Understand the FLP-IMpossibility paper

The original address: www.inlighting.org/archives/un…

The FLP paper plays an important role in the distributed world, and of course, it’s hard to understand. This is the first distributed paper I read down every word, it is very difficult, here to record, and even possible to write simple, I hope to help new people into distributed computing to understand the FLP paper more easily. Of course, no matter how simple, mathematical symbols can not run, but do not be afraid to read a word down.

The name of the original paper is Impossibility of Distributed Consensus with One Faulty Process.
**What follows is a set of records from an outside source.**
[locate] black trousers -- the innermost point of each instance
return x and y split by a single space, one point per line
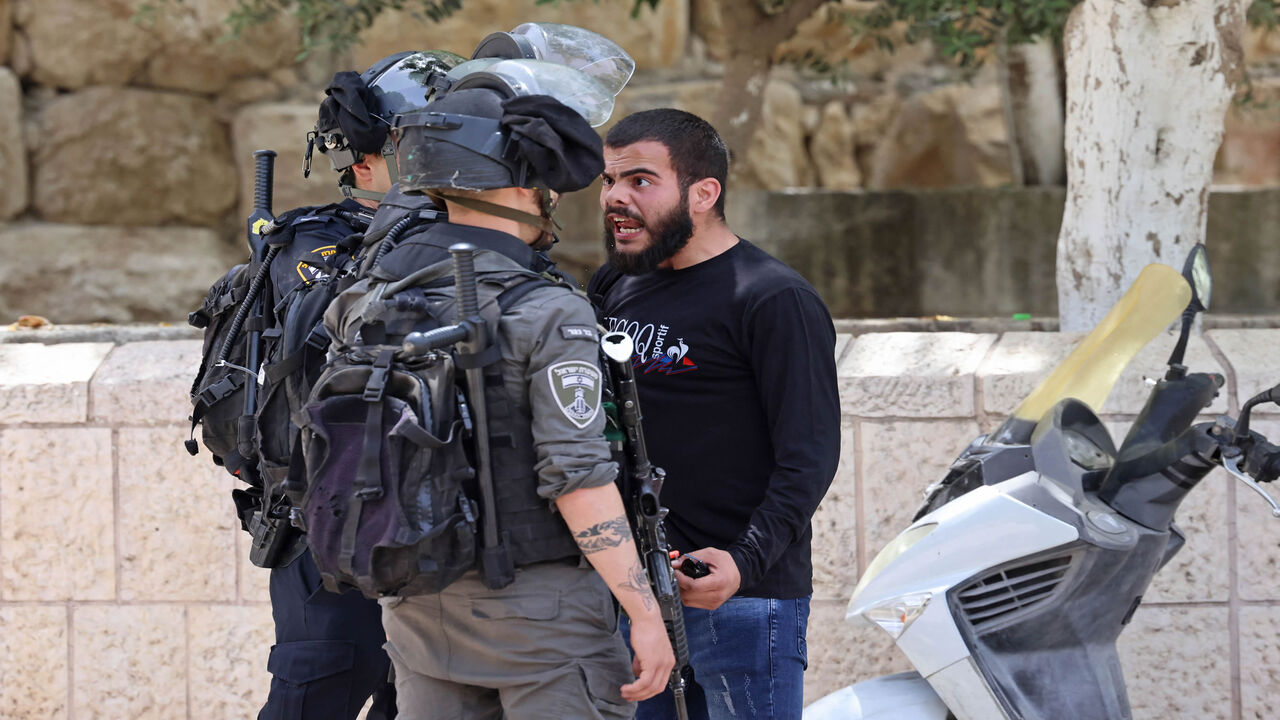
328 656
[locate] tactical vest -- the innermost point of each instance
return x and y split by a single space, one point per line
534 532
The simple name is FLP-IMpossibility.

If something is wrong in this article, please comment and correct it.

preface

The FLP theorem puts a coffin on the distributed consistency algorithm, proving that it is impossible to implement a true consistency algorithm.

Of course, before we start, let’s explain what the real consistency algorithm is:

Validity: Validity. If there are only 0 and 1 types of data in all nodes, the final decision must be one of them. It is impossible to say that the algorithm somehow reached a consistent value such as -1.
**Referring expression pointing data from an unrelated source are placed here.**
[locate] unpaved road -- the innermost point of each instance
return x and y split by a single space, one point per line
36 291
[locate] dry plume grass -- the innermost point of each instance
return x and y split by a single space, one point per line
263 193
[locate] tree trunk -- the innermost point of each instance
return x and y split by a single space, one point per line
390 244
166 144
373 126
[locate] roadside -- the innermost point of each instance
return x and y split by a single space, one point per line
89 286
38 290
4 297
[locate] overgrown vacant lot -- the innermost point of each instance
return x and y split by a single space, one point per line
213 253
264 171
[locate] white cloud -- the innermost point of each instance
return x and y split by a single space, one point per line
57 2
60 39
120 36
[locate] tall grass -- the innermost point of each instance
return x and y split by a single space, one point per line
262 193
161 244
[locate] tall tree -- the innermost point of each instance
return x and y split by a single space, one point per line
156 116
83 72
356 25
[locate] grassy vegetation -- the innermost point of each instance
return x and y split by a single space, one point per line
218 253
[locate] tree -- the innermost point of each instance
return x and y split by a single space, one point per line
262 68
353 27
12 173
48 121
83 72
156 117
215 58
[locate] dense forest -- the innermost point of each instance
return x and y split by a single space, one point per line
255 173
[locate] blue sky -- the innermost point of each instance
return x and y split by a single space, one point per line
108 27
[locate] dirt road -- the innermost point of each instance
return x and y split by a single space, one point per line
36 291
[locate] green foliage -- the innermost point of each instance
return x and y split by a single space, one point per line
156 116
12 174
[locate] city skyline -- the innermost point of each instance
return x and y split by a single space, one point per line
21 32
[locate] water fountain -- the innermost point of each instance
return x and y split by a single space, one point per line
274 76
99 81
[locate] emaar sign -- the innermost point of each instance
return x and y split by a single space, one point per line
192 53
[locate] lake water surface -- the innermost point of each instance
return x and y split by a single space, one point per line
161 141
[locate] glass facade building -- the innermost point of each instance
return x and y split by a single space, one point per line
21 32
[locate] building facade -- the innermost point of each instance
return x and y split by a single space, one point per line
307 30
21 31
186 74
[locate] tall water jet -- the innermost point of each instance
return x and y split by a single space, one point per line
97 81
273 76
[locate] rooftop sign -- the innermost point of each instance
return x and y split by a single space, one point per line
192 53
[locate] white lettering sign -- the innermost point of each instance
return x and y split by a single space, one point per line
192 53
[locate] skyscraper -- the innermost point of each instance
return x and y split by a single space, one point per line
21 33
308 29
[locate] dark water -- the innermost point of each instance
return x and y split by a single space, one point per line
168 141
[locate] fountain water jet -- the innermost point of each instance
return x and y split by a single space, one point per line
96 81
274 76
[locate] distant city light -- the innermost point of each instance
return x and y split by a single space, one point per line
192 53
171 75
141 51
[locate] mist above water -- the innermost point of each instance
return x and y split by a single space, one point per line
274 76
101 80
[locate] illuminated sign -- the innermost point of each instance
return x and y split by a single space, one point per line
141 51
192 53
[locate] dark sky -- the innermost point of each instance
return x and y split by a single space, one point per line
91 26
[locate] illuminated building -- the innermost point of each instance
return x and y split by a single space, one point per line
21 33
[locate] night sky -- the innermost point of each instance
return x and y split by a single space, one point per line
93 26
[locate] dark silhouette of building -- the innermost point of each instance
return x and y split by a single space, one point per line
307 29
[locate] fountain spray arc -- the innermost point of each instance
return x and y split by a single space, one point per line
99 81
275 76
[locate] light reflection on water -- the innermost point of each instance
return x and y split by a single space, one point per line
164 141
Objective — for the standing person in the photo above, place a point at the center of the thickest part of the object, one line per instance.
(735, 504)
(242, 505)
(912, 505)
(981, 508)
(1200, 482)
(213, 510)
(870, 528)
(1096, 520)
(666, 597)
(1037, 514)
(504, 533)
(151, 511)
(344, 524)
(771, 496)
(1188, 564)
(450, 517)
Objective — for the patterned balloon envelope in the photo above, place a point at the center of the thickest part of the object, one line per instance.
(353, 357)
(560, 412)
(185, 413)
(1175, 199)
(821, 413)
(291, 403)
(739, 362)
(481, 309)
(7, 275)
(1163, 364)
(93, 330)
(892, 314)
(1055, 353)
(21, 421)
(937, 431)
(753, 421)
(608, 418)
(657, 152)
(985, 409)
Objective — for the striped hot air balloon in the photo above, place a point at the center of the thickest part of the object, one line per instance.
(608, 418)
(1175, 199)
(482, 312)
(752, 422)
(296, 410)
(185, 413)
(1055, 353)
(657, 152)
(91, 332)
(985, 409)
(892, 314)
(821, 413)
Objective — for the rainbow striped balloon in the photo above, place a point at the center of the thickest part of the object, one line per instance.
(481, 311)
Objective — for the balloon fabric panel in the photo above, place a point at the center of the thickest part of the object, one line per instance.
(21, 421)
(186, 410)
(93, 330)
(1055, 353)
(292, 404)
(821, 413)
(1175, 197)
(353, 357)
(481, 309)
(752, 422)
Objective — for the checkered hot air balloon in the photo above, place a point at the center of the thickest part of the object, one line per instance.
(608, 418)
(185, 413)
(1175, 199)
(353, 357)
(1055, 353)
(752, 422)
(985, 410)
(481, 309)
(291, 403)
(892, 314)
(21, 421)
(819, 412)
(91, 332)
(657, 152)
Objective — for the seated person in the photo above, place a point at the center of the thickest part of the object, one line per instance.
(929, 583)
-Leonard: It’s an Agreement between all the nodes.

Termination: Termination. All nodes that are running normally are finally able to make decisions.

Note that consistent algorithms you know like Paxos or Raft are not really consistent because they don’t satisfy all three of the above conditions.

Terminology term

The terminology below is for this paper only, of course you can skip this section and come back to it later when you see related terminology.

Raft, Paxos, etc.

Byzantine Generals problem: The exponential data is tampered with during transmission. Consensus algorithms generally assume no Byzantine general problem, that is, that the data will not be tampered with in transit (a node will not receive a falsified data). Because in general, network protocols such as TCP guarantee that the data you get is most likely correct, and the consistency algorithm usually runs on the Intranet, which is relatively safe.

Process: In this paper you can think of it as a node in a distributed system. Each process PPP has an input register xpX_pXP, which can be understood as the input value. There are only 0 and 1. In addition, process PPP also has an output register, yby_byb, whose values are B, 0, and 1. Xp ∈ {0, 1}, yp ∈ {b, 0, 1} x_p \ in \ {0, 1 \}, y_p \ \ {b, 0, 1 \} in xp ∈ {0, 1}, yp ∈ {b, 0, 1}.

Message System: Think of this as a network that connects all the processes in the cluster. All processes in the whole system share this message system, through which processes communicate with each other, that is, send messages to each other.

Asynchronous system: Asynchronous system. The asynchronous system requires that (1) you do not know the relative processing speed of each process, i.e. you do not know which process will finish first. (2) Messages in Message systems may be delayed (and you don’t know how long it will be delayed, but it will be reached). (3) There is no single synchronized clock in the whole system, which means you can’t design algorithms based on time. (4) You do not have the ability to detect the dead (crash) of one process, and one process does not notify other processes in advance of dead.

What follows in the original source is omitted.